A sell-out crowd of more than 48,000 will converge on the Metrodome for tonight’s 2008 season opener featuring the Minnesota Twins versus the Los Angeles Angels of Anaheim. All those in attendance will not only cheer on the Twins for the start of another season, but they will be on hand for the start of the official “countdown” to Minnesota’s new ballpark scheduled to open in 2010.
Starting with tonight’s game, the Twins will feature an interactive display adjacent the Samsung Home Run Porch which will countdown the number of games remaining in the Metrodome. The number will switch in the sixth inning – once the current game becomes official. Tonight, Hall of Famer Harmon Killebrew will be among the group changing the number from 162 to 161 games.
Speaking of Opening Day, you could almost predict the forecast for a snowy sloppy day across Twins Territory.
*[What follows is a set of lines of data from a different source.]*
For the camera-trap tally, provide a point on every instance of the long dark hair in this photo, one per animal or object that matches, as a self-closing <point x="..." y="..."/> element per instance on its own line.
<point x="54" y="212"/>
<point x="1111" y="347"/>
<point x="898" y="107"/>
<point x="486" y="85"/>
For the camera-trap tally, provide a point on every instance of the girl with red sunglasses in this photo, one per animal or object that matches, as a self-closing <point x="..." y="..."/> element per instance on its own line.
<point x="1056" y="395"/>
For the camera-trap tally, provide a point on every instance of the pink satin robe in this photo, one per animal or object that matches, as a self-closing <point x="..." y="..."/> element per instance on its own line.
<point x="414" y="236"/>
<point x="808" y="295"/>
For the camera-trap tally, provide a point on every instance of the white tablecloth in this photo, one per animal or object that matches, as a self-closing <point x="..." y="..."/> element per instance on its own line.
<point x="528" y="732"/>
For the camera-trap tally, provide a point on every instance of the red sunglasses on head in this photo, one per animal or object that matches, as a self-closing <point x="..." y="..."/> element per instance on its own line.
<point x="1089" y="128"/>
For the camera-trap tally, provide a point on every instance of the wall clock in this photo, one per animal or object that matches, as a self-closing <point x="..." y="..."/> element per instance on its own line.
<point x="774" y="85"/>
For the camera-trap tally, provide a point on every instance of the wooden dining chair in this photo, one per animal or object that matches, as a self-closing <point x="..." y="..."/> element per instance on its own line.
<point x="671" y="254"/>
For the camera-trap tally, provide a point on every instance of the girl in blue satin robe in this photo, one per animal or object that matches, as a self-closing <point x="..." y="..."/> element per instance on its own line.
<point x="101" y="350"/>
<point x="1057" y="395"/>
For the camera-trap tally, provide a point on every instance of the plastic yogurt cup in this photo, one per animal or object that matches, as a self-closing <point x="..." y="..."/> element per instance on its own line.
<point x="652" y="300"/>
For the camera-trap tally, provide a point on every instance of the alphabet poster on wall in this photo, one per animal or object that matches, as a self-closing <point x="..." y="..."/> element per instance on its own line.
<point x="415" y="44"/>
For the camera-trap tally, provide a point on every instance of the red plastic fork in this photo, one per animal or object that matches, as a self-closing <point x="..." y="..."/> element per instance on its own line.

Undoubtedly, the crummy weather and pending return of outdoor baseball will be common discussion points for Minnesota baseball fans and media. Let’s just keep Monday’s weather in proper context.
The reality is ALL northern climate baseball communities – Detroit, Chicago, Cleveland, New York, Boston, etc. – have challenges with April weather. Most of those cities have dealt with this issue for more than 100 years. Things are no different in Minnesota. While things are bit more unpredictable this time of year, come late April or early May, our climate is quite comparable to other northern baseball towns. That said, the Twins remain confident in our ability to work with Major League Baseball to ensure we open the season on the road – a factor aimed at helping ensure better weather for the season opener.
Nationals Park Opens to Solid Reviews
The Twins front office watched last night’s Washington Nationals-Atlanta Braves game with great interest as the team’s played the first-ever game in National’s Park. From all accounts the District of Columbia and the Nationals franchise deserve kudos for the design of a wonderful baseball venue. I had the chance to tour the facility during construction and look forward to getting a glimpse of the finished product in the near future. The similarities to the new Twins ballpark are plentiful, highlighted by the following:
- Sustainable Design – Like the Twins ballpark, Nationals Park is seeking LEED certification from the US Green Building Council. The certification provides environmental guidelines for the sustainable construction and operation of new buildings.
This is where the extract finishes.